Ministre des Affaires étrangères de son pays depuis 2009, Louise Mushikiwabo a joué un rôle clé dans l’expansion diplomatique du Rwanda, notamment en Afrique où il compte de nombreux alliés comme le Maroc, le Gabon, la Guinée, le Bénin, le Mali (qui a soutenu la Canadienne jusqu’au consensus), le Tchad, le Sénégal…
Un rayonnement diplomatique qui lui a valu des soutiens fermes pour sa candidature à la tête de l’Oif. Dix ans après la réforme qui le relégua au second plan dans l’enseignement, l’administration et l’ensemble de la fonction publique, le français effectue un discret retour dans ce pays des Grands Lacs avec cette élection de la très influente Mme Mushikiwabo.
Dans son pays, presque tous les établissements d’enseignement ont été contraints d’opérer une grande mutation en 2008 quand, à la surprise générale, le gouvernement a annoncé que l’enseignement serait désormais dispensé en anglais.
«Nous donnons la priorité à la langue qui rendra nos enfants plus compétents et servira notre vision de développement», avait défendu Paul Kagame la veille d’un sommet de la Francophonie au Québec (Canada). Et il n’avait pas tort puisque le français est en déclin dans la communication et dans les affaires.
Le président rwandais prenait aussi une belle revanche sur la France dont le rôle est plus que jamais controversé dans le génocide qui a coûté la vie un peu plus d’un million (800 000, selon une estimation de l’ONU) de Rwandais entre avril et juillet 2004.

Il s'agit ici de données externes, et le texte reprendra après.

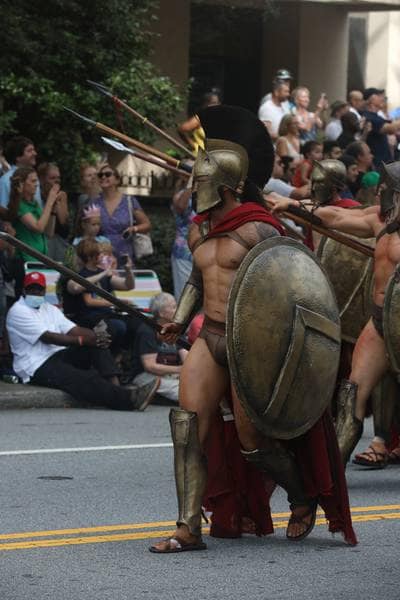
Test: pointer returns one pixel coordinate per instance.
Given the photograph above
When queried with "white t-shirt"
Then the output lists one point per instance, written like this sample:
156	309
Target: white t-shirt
279	187
272	113
25	326
333	130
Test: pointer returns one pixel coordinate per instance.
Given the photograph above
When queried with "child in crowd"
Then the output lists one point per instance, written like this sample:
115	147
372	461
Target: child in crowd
89	224
312	150
93	308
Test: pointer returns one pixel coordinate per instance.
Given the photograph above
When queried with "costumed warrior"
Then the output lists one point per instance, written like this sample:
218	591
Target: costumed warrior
373	355
226	235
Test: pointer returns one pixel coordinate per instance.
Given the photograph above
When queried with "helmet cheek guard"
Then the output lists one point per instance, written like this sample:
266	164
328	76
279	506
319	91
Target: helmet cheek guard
328	176
221	164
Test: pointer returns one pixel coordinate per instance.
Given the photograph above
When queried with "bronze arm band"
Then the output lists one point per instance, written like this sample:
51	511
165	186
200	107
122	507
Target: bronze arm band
191	299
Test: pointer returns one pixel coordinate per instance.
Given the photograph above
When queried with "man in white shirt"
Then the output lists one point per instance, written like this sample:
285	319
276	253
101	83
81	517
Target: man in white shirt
356	103
274	108
277	185
19	152
50	350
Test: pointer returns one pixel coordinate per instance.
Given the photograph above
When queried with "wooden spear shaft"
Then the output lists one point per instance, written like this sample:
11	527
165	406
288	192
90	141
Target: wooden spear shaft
335	235
136	144
88	285
145	121
162	164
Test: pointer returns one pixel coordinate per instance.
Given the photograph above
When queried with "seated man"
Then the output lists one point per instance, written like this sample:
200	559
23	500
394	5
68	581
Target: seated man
50	350
152	357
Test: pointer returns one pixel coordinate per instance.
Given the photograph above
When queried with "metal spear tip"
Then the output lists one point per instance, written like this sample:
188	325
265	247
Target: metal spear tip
78	116
99	87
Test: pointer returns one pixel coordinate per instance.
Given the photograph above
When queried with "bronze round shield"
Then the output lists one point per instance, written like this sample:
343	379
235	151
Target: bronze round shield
283	337
351	275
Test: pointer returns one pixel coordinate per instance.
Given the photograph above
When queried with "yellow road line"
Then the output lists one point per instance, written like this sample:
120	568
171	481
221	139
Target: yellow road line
155	524
142	535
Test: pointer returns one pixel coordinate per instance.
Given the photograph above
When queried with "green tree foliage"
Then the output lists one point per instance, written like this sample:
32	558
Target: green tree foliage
53	46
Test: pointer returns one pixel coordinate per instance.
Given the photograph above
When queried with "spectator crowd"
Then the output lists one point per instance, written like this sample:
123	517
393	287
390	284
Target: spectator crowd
81	346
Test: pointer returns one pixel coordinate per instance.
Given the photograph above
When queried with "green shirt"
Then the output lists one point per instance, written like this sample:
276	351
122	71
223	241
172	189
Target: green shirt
32	238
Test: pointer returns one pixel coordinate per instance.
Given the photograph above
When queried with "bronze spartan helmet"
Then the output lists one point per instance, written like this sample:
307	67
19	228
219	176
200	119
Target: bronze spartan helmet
390	195
327	177
238	151
223	163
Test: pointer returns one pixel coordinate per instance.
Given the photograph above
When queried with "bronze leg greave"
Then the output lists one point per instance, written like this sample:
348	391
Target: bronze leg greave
384	398
279	464
190	468
348	428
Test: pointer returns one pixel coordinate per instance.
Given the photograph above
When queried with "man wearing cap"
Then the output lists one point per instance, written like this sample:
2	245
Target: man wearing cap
230	221
334	127
51	351
380	127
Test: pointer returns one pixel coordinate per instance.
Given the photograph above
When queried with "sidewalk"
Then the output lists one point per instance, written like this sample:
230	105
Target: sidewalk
17	396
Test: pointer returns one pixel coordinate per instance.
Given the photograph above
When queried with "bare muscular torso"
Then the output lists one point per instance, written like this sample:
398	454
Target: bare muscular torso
218	259
387	257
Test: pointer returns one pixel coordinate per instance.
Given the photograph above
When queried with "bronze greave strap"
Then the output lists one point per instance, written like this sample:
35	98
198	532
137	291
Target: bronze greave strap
277	462
384	398
190	468
348	428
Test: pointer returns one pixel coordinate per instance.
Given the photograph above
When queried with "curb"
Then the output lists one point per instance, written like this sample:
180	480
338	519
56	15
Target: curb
18	395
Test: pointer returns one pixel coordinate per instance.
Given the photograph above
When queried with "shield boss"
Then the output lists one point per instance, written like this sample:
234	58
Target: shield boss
283	337
351	275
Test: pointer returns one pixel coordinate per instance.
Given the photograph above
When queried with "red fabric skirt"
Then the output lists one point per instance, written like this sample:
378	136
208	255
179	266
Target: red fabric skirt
238	495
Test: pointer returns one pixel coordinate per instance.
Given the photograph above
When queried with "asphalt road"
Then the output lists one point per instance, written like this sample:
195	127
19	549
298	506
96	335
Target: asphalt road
77	524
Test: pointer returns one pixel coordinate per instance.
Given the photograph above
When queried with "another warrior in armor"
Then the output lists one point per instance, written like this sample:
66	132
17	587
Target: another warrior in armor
370	358
236	162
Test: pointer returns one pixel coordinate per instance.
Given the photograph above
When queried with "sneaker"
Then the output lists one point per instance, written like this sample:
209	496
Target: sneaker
143	395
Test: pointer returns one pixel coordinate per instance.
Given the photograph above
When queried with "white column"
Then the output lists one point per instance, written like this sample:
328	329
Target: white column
323	50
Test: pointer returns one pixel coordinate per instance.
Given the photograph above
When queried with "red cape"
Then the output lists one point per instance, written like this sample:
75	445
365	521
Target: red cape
245	213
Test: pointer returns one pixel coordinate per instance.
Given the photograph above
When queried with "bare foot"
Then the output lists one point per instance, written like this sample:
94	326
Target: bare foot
182	540
375	456
394	456
301	522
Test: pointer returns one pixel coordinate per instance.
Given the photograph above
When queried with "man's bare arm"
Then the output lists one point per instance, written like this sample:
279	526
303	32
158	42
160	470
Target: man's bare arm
343	220
391	127
362	223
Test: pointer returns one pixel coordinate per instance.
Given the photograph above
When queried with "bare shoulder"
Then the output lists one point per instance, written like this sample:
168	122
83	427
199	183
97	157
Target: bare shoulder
255	232
193	236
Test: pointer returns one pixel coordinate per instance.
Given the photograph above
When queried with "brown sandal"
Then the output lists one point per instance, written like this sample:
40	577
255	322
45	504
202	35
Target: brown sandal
176	544
300	520
371	459
394	457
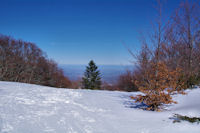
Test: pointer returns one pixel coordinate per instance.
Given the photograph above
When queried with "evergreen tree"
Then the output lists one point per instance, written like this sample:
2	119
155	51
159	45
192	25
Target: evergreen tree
91	79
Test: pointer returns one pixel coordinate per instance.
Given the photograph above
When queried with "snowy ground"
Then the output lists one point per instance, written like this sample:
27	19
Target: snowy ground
28	108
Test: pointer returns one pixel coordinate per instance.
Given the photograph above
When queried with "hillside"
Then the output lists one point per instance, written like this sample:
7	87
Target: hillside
26	108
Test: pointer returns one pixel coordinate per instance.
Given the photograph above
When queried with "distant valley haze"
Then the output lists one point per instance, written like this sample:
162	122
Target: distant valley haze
109	73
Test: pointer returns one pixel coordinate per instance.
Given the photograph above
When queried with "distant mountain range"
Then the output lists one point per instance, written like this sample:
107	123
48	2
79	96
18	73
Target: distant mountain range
109	73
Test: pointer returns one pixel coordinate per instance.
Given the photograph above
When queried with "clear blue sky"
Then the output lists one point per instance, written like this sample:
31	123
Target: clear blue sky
76	31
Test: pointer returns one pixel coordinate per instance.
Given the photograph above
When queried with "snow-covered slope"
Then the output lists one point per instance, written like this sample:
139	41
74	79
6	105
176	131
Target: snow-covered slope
26	108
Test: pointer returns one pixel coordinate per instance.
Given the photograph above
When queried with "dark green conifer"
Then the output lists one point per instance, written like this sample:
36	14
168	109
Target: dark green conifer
91	78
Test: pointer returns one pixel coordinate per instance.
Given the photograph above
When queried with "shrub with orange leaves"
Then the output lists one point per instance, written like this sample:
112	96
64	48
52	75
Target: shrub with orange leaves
158	85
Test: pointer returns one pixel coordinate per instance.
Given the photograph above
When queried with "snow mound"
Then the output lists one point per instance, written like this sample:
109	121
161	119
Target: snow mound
26	108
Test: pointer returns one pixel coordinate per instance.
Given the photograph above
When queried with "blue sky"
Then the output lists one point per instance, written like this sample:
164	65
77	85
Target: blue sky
76	31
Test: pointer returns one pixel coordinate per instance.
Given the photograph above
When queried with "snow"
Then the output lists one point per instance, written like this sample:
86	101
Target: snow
26	108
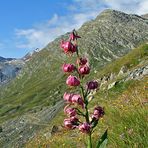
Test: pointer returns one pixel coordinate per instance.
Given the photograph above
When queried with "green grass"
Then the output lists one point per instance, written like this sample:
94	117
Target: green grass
126	119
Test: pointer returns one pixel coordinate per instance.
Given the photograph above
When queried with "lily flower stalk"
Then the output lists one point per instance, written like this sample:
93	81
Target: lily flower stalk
77	103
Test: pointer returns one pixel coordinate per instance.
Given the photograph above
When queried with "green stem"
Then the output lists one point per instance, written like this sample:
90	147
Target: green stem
89	141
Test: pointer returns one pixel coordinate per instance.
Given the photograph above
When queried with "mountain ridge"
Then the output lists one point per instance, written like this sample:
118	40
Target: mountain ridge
40	83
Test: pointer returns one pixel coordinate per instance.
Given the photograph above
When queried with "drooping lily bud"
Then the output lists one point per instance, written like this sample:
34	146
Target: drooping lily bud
73	36
98	113
68	124
70	111
84	70
72	81
68	67
68	47
85	127
92	85
81	61
76	98
68	97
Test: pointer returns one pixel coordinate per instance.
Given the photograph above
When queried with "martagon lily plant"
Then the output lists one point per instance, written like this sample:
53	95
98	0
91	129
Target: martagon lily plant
77	103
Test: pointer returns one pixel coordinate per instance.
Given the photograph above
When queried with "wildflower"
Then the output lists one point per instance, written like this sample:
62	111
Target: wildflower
92	85
74	120
76	98
68	67
81	61
70	111
72	81
85	127
68	47
73	36
84	70
68	97
98	113
68	124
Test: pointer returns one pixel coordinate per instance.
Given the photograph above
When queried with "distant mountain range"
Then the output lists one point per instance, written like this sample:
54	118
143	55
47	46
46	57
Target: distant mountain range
40	82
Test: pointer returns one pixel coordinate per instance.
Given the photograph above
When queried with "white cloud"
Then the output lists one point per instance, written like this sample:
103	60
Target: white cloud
81	11
2	45
129	6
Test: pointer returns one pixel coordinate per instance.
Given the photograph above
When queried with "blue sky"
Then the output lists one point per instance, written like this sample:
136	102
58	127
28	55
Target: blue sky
29	24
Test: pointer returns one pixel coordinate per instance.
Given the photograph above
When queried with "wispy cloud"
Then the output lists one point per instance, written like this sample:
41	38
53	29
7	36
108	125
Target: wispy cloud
79	12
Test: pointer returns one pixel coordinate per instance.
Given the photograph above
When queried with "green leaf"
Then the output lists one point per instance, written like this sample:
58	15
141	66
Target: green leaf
102	141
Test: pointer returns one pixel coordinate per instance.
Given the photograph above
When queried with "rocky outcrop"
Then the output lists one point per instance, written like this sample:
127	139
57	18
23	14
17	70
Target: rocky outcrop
136	74
9	69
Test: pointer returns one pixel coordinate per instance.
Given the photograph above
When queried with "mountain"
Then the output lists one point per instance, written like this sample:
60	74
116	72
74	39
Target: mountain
38	88
9	68
145	16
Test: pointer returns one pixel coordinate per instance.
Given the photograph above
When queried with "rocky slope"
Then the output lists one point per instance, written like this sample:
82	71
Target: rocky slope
9	68
40	84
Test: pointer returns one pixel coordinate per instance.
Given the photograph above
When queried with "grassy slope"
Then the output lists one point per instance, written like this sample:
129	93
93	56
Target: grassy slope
125	106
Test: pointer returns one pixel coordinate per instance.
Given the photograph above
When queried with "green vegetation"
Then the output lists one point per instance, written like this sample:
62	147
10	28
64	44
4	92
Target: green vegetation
125	119
131	60
125	107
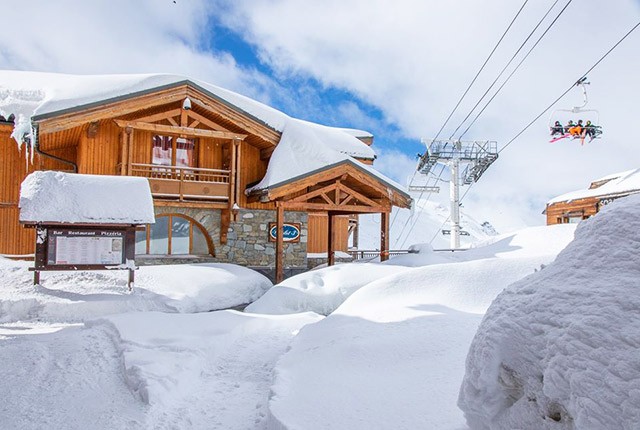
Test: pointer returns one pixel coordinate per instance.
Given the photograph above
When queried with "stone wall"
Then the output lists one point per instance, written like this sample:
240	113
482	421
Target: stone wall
248	239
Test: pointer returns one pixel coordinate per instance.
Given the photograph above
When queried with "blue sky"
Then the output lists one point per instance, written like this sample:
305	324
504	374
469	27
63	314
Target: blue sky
321	103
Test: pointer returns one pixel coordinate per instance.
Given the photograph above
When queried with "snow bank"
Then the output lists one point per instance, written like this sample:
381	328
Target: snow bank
47	196
617	183
320	291
208	370
323	290
78	296
143	371
392	356
559	349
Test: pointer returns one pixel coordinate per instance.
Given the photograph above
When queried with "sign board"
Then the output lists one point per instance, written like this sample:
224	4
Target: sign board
69	247
81	247
291	232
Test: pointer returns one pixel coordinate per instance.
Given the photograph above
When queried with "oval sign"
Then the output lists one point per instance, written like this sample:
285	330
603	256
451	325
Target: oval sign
291	232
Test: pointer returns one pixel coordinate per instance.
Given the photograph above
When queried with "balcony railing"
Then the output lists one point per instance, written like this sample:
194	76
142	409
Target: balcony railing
185	183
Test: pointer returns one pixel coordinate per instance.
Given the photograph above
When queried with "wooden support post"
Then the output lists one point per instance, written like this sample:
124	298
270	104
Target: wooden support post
279	242
131	279
331	258
129	132
238	142
124	158
356	233
384	236
225	222
232	176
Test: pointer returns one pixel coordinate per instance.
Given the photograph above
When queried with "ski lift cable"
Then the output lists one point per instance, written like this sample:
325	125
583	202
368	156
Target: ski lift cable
419	213
417	217
467	91
504	68
584	75
481	69
449	216
581	79
514	70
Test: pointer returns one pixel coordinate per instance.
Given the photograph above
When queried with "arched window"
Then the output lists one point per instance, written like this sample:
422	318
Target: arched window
174	234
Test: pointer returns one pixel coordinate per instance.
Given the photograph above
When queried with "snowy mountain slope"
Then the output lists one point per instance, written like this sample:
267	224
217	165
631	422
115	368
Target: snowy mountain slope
77	296
392	356
323	290
559	349
422	224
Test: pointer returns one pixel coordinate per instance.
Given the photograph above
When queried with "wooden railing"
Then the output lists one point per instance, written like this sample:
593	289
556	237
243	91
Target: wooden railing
185	183
371	254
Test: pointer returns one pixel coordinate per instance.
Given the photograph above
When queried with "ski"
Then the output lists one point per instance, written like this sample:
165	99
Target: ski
560	137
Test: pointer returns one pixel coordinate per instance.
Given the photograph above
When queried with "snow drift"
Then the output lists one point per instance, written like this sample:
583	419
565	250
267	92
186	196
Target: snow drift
559	349
392	355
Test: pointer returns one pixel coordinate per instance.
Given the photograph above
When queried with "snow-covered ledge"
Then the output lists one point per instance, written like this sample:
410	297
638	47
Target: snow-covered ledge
57	197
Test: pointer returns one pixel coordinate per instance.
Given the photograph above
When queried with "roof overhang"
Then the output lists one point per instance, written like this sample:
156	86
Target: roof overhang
356	172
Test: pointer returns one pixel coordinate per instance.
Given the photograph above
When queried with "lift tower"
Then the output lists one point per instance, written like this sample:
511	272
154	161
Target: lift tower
474	157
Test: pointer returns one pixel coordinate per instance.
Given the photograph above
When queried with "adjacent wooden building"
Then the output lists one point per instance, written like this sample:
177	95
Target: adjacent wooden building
205	152
581	204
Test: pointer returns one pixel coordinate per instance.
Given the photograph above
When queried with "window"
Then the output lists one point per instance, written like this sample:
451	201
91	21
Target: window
174	235
167	151
162	150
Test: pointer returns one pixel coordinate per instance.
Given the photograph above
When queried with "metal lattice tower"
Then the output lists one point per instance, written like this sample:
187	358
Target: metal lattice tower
475	156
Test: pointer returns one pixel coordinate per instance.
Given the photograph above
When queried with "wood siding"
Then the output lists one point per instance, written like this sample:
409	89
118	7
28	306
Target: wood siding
318	228
557	213
252	169
14	166
100	155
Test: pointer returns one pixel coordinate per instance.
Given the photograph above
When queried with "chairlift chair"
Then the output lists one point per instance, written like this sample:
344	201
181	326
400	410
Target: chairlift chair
577	113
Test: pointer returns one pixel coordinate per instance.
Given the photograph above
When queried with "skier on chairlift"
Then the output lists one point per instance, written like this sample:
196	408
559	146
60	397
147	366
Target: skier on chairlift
576	130
557	129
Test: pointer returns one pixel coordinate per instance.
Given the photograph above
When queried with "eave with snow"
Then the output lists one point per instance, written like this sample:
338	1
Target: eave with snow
206	152
582	204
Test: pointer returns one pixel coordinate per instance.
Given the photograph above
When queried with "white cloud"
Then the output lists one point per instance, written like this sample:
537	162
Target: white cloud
413	59
118	36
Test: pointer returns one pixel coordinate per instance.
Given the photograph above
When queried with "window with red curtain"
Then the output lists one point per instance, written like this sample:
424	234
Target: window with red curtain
162	150
185	152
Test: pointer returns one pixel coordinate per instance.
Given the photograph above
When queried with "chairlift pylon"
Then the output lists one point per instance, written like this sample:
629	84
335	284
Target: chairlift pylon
575	114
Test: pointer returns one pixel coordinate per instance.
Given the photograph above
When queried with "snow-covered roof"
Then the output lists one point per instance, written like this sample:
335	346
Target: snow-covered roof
34	95
57	197
306	148
614	184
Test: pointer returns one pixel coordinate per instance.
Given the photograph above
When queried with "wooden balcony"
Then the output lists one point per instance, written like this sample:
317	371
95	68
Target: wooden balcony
185	183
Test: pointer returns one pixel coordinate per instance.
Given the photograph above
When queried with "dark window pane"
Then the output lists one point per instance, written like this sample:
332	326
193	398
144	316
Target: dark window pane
200	246
141	242
179	235
162	150
159	243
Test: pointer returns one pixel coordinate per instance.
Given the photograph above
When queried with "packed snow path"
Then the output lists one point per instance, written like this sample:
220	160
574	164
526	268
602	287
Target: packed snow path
146	370
71	379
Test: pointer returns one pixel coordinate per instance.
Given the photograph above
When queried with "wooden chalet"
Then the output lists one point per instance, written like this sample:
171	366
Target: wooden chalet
575	206
203	153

Tout comme il pouvait jubiler après le plébiscite du chef de sa diplomatie. «Merci infiniment à tous nos frères et sœurs africains qui nous ont soutenu et à tous les pays à travers toute la Francophonie qui ont placé leur confiance dans notre candidate. C’est un moment historique pour nous tous, Rwandais et Africains, qui démontre, une fois de plus, qu’il n’y a pas de défis insurmontables face à une Afrique unie et déterminée. Toutes mes félicitations à toi, Louise Mushikiwabo», a déclaré le président rwandais sur son compte Twitter.
Malgré un bilan qui est tout à fait honorable le «cri du cœur de cette femme blessée» (Michaëlle Jean) n’aura rien changé au scénario qui se dessinait à Erevan depuis le début. «La secrétaire générale sortante a fait un excellent travail. Tout le monde l’a reconnu, on l’a applaudie. Cependant, il y a une candidature portée par l’Union africaine. Et le Niger ne peut pas se dérober aux décisions de l’UA», avait confié aux médias le chef de la diplomatie nigérienne à la veille du sommet d’Arménie.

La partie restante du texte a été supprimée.